In 2006 Slovenia purchased armored vehicles from Patria. It has long been alleged that Slovenian officials took bribes in order to approve the Patria deal. Patria is also accused of selling defective howitzers sold to Egypt in 1999. Again, Patria officials are suspected of having bribed the Egyptians to obtain the contract to supply them weapons. Worse, the artillery sold to the Egyptians was not NATO-compatible, which is what they had asked for in the first place. Thus the Patria howitzers have stood unused for several years now due to defects that showed up during testing. The Finns promised the Egyptians something compatible, but never followed through.
Of the three countries involved, Egypt is probably the one getting the best end of the deal for several reasons. First of all, the Middle Eastern country doesn't have much to lose in the way of reputation. Egypt being what it is, it's already fairly well-known that government corruption extends to the highest levels in the nation, particularly when it comes to anything involving trade and business. It's simply the way thing are done and this is the kind of thing people and foreign governments have come to expect in this part of the world. The government doesn't really do much about it because those sections of the government aren't necessary to keeping the current administration in power. The security forces are corrupt too, but they do their jobs of suppressing the Muslim Bortherhood/Islamic terrorists and cracking down on pro-democracy protestors, so the powers that be let them slide heavily on accepting thick envelopes.

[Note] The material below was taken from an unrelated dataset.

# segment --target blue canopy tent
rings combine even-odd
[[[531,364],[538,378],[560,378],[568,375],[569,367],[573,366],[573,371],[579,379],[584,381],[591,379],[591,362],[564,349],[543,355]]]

Secondly, Egypt doesn't desperately need the gear as much as Slovenia needs to obtain it. Egypt already gets over a billion dollars in American military aid every years and has for years. In addition, the Egyptian produce a good chunk of their own gear and most of their small arms under license. Everything from night vision equipment to Ak-47s to M9 pistols are locally manufactured, already giving the Egyptians a big advantage over other nations in the region, like Syria or Libya. Anything else they need really badly they can usually go begging to the Americans, who will probably provide it in hope of maintaining the goodwill and support of the most powerful of the Arab nations. All in all, Egypt can afford to have screwed up. After all, in the Arab world, it's good to be top dog.
Slovenia comes off the worst. A new member of NATO, the Slovenes are eager to prove they are serious about upgrading and participating in future operations. But that participation requires sophisticated equipment. Because of the fallout from the scandal, they are now seriously considering canceling the entire deal. Since arms procurement takes several years, from initial negotiations, to delivery, this leaves the East European country without these upgrades to its armored forces for an undetermined, and probably lengthy, period of time. Their ability to participate in deployments, not to mentions their ability to defend the country, is hampered. Slovenia has made some major strides towards procuring new equipment, small arms and infantry weapons, but they still have a long ways to go.
As for the Finns, their reputation suffers a big hit. Unlike some European countries, like Greece and parts of Italy, Finland and most of Scandanavia have reputations of being almost completely corruption free. Denmark, Finland, and New Zealand have been ranked among the least corrupt countries in the world and this Patria scandal may affect other nations' willingness to buy military equipment from the Finns in the future. Still, Finland has a professional, well-equipped Defense Force that isn't in a hurry to become completely upgraded. Slovenia does and is thus probably going to be left out to dry. As for the Egyptians, they already get all the equipment they want and don't really see any pressing need to change the status quo of their less-than-transparent government practices.